The Pentium Chronicles: The People, Passion, and Politics Behind Intel's Landmark Chips (Practitioners) Page 15 Read online free by Robert P. Colwell

Home > Other > The Pentium Chronicles: The People, Passion, and Politics Behind Intel's Landmark Chips (Practitioners) > Page 15

The Pentium Chronicles: The People, Passion, and Politics Behind Intel's Landmark Chips (Practitioners) Page 15

by Robert P. Colwell

Do nothing while the meeting degenerates into an emotional minefield. The “mines” can be either a reviewee who believes the design is his baby and glowers at anyone who dares criticize it, or reviewers who see the review as an opportunity to inflict a little professional payback or humiliation. Either attitude can permanently damage relationships and will prevent any forward progress on improving the design. To defuse the mines, project management must make it clear that design reviews are important, and, if necessary, personally attend the review to keep emotions in check.

Do not worry if people become sensitive or zealous about the review process. There is a fine line between reviewing work and sticking your nose into other people’s business. A mature, professional team dedicated to designing the world’s best products will find this line and observe it scrupulously. Project managers must monitor the process and make sure no designers are being driven quietly crazy by anyone else, under the auspices of the design review culture. Oddly enough, in my experience both designers who won’t let anyone see their work and reviewers who are overly assiduous about checking others’ work are likely to be doing substandard work. Either behavior should be a warning flag to project leaders.

As a reviewee, feel free to ignore certain issues the review raises. Reviewees cannot be allowed to judge the validity of an issue. If it was important enough for a reviewer to bring up, it is important enough to be properly disposed of. Simply ignoring it is not an option. Neither is proof by assertion or simply glowering at the reviewer.
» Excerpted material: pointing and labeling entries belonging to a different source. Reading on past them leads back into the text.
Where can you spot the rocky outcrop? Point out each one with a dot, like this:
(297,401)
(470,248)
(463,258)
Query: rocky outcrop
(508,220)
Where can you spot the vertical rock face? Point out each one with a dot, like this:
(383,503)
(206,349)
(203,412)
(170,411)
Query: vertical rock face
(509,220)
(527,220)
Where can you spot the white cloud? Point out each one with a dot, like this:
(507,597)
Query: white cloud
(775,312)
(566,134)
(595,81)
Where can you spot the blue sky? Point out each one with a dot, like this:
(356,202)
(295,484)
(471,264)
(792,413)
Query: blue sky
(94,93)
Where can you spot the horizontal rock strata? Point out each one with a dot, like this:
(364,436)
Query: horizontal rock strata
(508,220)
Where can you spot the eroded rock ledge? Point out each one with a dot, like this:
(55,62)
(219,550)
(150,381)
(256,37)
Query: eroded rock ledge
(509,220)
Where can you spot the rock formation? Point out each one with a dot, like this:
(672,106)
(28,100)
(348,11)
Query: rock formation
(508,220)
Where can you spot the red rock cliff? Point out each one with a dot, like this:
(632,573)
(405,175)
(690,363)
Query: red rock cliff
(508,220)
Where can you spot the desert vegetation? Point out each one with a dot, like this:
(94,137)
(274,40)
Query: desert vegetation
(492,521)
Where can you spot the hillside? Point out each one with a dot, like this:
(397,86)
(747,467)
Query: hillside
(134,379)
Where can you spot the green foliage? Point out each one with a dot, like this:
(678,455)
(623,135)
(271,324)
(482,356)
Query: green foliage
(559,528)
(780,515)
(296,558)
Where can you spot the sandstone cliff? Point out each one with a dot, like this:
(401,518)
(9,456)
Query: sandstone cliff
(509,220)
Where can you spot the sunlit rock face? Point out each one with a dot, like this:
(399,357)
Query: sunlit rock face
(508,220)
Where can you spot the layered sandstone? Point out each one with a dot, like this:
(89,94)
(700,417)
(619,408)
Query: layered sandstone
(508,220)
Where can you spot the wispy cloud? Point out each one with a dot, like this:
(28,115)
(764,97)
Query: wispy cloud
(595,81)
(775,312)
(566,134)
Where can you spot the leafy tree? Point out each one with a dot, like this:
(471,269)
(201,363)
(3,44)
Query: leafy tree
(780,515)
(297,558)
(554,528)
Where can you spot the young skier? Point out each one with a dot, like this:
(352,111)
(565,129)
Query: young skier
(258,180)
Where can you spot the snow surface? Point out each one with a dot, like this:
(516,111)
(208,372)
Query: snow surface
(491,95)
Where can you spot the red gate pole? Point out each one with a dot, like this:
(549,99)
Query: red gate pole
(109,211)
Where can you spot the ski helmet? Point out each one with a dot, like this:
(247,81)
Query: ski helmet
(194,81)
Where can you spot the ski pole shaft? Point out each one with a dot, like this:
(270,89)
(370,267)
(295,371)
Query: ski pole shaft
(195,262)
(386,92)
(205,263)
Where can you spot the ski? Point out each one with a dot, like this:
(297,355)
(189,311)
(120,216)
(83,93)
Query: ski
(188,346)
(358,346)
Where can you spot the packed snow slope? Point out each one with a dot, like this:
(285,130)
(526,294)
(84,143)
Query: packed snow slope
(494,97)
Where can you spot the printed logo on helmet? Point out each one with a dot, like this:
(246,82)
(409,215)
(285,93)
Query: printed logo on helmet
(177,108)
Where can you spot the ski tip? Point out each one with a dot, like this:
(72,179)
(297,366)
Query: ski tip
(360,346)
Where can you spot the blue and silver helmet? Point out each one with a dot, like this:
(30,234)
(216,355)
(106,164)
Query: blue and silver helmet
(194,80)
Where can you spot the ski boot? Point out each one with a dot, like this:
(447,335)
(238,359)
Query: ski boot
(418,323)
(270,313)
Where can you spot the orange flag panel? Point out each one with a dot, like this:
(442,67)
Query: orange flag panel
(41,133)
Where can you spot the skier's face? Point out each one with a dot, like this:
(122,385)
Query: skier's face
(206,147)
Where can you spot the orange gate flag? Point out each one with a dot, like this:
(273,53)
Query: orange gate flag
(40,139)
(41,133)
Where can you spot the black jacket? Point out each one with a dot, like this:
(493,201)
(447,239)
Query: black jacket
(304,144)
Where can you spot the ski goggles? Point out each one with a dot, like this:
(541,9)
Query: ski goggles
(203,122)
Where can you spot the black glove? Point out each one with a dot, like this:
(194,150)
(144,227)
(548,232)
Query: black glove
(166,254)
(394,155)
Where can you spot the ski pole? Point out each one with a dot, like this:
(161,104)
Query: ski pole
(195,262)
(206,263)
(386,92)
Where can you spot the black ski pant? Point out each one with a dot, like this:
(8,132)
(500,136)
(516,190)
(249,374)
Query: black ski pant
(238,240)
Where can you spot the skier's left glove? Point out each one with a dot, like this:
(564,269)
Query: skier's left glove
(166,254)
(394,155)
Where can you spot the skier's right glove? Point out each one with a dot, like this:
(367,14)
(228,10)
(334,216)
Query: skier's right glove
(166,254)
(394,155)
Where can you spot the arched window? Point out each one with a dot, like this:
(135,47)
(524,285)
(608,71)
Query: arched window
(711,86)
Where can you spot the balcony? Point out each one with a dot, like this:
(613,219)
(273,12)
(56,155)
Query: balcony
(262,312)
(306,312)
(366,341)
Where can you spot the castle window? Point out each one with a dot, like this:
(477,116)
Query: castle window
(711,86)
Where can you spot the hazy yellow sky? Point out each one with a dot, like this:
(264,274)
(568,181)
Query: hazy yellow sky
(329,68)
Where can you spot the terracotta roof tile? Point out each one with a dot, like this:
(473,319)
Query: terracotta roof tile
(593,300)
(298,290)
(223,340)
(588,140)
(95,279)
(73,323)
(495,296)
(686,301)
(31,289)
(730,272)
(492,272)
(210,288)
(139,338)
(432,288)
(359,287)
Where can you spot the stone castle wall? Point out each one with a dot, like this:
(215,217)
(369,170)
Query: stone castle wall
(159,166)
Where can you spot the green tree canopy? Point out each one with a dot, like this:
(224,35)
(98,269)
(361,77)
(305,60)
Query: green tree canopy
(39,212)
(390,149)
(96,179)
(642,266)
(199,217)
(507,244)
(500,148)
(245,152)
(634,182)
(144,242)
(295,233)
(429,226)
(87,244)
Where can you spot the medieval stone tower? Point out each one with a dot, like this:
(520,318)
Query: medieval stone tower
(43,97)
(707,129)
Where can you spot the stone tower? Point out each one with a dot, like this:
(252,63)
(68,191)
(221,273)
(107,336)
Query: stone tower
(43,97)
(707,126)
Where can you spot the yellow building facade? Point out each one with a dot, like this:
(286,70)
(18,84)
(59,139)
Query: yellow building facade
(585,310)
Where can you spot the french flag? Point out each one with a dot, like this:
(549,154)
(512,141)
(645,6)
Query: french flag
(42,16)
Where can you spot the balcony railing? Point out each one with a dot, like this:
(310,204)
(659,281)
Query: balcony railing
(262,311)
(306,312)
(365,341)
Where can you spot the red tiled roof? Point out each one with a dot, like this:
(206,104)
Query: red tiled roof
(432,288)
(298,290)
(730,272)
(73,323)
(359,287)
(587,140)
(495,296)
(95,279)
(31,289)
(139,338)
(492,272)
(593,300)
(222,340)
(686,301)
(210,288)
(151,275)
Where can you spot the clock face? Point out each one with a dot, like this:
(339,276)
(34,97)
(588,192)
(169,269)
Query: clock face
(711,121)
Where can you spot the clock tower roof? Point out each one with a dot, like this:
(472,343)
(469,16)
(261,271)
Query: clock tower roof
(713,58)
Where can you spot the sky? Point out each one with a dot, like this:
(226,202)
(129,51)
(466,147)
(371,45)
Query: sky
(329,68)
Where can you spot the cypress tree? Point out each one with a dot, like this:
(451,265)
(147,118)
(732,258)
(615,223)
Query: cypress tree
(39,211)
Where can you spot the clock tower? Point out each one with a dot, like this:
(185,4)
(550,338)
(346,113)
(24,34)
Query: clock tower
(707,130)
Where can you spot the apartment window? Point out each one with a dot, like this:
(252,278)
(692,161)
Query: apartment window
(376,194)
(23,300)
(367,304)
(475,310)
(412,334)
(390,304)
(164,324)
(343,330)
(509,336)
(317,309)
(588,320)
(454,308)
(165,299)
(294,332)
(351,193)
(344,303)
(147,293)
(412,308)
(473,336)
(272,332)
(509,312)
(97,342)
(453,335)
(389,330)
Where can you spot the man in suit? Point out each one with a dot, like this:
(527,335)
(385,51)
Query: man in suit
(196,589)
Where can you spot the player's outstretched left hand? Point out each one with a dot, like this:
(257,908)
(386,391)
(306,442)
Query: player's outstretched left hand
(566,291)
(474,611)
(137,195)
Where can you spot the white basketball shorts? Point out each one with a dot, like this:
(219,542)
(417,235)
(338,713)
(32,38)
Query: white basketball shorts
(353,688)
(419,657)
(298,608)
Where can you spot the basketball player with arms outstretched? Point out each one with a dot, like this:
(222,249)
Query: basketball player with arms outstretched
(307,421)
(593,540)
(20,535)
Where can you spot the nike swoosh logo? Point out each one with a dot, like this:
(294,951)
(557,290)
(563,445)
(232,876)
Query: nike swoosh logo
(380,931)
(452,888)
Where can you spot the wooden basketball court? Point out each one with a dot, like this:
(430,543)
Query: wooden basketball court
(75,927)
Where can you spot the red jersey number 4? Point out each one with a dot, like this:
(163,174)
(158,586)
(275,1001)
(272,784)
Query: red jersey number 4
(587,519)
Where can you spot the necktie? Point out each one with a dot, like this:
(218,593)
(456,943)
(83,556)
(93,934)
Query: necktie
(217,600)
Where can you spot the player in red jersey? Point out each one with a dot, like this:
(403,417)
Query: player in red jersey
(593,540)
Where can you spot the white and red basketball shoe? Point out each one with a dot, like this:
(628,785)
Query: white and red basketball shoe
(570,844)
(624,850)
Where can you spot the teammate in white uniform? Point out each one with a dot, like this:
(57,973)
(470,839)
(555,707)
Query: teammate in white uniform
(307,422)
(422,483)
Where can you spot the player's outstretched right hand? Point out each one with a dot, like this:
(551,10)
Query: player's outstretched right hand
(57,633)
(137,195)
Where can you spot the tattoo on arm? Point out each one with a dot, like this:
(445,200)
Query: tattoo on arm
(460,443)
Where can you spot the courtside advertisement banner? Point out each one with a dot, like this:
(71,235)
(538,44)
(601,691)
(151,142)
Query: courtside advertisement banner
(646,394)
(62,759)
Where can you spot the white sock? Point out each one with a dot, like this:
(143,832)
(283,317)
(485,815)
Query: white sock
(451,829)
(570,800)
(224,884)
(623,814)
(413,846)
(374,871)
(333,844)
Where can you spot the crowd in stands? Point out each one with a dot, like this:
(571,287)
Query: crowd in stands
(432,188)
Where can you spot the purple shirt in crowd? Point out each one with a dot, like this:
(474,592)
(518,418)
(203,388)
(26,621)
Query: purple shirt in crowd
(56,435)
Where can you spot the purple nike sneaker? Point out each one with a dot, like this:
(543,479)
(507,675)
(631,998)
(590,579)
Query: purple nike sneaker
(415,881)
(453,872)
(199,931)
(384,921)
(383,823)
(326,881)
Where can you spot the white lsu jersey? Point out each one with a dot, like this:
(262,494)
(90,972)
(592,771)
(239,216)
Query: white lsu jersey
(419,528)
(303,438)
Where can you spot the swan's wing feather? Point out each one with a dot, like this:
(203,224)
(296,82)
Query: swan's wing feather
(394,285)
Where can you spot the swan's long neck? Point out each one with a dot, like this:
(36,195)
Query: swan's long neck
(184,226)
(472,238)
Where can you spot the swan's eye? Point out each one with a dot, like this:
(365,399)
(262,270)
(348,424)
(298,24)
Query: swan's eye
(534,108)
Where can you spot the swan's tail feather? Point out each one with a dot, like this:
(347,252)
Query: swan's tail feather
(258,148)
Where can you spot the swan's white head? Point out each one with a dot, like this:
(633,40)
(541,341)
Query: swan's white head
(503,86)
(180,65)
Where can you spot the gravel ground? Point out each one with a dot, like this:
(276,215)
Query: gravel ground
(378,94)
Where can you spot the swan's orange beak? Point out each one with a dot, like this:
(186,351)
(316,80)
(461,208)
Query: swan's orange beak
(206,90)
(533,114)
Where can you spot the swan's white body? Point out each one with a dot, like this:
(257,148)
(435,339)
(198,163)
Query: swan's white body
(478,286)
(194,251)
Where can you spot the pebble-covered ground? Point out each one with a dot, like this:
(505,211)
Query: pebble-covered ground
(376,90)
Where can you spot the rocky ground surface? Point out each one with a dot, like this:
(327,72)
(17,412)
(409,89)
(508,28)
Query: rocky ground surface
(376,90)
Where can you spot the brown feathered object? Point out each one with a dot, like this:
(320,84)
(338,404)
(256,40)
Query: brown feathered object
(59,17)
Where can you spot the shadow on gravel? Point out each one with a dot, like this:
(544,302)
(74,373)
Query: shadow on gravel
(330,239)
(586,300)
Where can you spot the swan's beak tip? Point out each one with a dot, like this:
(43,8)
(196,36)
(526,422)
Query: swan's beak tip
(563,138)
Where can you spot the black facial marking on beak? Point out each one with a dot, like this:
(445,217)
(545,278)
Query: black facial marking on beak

When to Do a Review. Some companies or design groups have a long list of reasons to avoid design reviews. “There’s not enough time in the schedule” tops the list and indicates a far deeper problem with project management. If a project does not have enough time to check that they are getting the product right, it will not have enough time to fix the product later (when they discover that they got the product wrong). Design reviews, properly done, facilitate vital communication among designers and between the design team and project leadership. If the project cannot make time for a review, it does not have enough time to do the product properly. And a project leader who does not see that is probably not doing his job properly either.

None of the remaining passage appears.